La dose de benzodiazépine que certains patients souffrant de douleurs peuvent prendre et rester fonctionnels est remarquable. Les patients peuvent porter un taux sanguin de benzodiazépines de plusieurs centaines de nanogrammes par mL et ne pas être sédatés. Le message ici est que certains patients deviennent extrêmement tolérants à l’effet sédatif des benzodiazépines et fonctionnent bien à un dosage très élevé, même en utilisant simultanément des opioïdes.

Qu’est-ce qu’on fait maintenant ?

D’abord, il faut reconnaître de manière générale que l’hyperexcitation du système nerveux sympathique autonome chez certains patients souffrant de douleurs centralisées est si grave que les patients demanderont à plusieurs reprises à être traités avec des benzodiazépines parce que ces agents ont aidé à gérer leurs symptômes dans le passé. Dans d’autres cas, après avoir évalué le patient, le médecin peut suggérer d’ajouter une benzodiazépine. Les médecins doivent consigner au dossier l’apparence, la vigilance et le niveau de fonctionnement des patients auxquels on a prescrit des benzodiazépines. Étant donné que les benzodiazépines peuvent faire l’objet d’abus, il est normal de soumettre les patients à des tests de dépistage de drogues dans l’urine, ce que les patients sous opioïdes devraient faire au hasard deux fois par an, et chaque fois qu’il y a un problème. Un test sanguin pour établir les niveaux sanguins peut être fait pour documenter, dans les cas de dosages élevés, qu’il/elle est tolérant(e) à l’effet sédatif d’une benzodiazépine.

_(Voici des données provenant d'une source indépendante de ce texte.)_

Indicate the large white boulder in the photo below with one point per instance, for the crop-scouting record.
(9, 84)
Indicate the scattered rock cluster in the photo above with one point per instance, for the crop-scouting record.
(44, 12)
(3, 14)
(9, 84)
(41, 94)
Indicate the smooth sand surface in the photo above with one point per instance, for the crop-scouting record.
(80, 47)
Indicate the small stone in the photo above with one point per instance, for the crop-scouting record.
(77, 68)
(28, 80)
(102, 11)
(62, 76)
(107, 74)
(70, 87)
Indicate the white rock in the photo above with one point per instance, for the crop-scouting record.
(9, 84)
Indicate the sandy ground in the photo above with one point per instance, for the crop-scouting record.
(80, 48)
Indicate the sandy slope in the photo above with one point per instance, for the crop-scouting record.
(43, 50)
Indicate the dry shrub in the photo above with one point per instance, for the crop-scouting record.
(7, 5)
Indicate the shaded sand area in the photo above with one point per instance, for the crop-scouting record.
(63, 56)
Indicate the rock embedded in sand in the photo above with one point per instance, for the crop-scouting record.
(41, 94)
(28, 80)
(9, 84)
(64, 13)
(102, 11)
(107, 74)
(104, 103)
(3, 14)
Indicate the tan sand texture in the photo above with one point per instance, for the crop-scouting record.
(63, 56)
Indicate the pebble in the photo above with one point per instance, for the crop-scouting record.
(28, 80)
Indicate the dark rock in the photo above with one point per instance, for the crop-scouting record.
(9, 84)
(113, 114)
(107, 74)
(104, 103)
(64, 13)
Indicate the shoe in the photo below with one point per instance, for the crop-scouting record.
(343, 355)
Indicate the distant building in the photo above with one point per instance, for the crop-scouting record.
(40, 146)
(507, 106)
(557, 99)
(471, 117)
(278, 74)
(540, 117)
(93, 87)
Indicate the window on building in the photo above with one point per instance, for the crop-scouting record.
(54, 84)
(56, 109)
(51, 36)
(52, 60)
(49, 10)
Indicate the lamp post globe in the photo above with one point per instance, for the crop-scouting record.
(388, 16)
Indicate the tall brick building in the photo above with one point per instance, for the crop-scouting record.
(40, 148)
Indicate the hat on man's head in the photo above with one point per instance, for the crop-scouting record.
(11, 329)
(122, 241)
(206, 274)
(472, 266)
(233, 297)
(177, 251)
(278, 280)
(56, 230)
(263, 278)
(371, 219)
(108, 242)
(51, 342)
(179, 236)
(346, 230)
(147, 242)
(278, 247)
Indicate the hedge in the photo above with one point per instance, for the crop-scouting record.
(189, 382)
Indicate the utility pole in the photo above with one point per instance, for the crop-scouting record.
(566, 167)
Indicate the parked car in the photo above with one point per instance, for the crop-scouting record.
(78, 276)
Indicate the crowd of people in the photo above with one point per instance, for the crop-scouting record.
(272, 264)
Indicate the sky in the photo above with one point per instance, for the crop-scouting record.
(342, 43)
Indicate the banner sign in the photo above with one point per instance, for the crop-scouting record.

Peut-être que la meilleure chose que nous pouvons faire est d’arrêter de balayer cette question sous le tapis. Acceptons simplement le fait que les benzodiazépines existent depuis longtemps et qu’elles sont apparemment bénéfiques pour le bien-être et le soulagement de la douleur de nombreux patients – amélioration du sommeil, diminution du stress/de l’anxiété, etc. Il est essentiel que les médecins conseillent leurs patients sur la bonne gestion de leurs médicaments afin d’éviter les problèmes liés à l’association de médicaments, par exemple la sursédation et la dépression respiratoire. Plutôt que de condamner les benzodiazépines, ce qu’il faut, ce sont des protocoles et des directives pratiques sur la façon de les utiliser en toute sécurité et de manière plus efficace.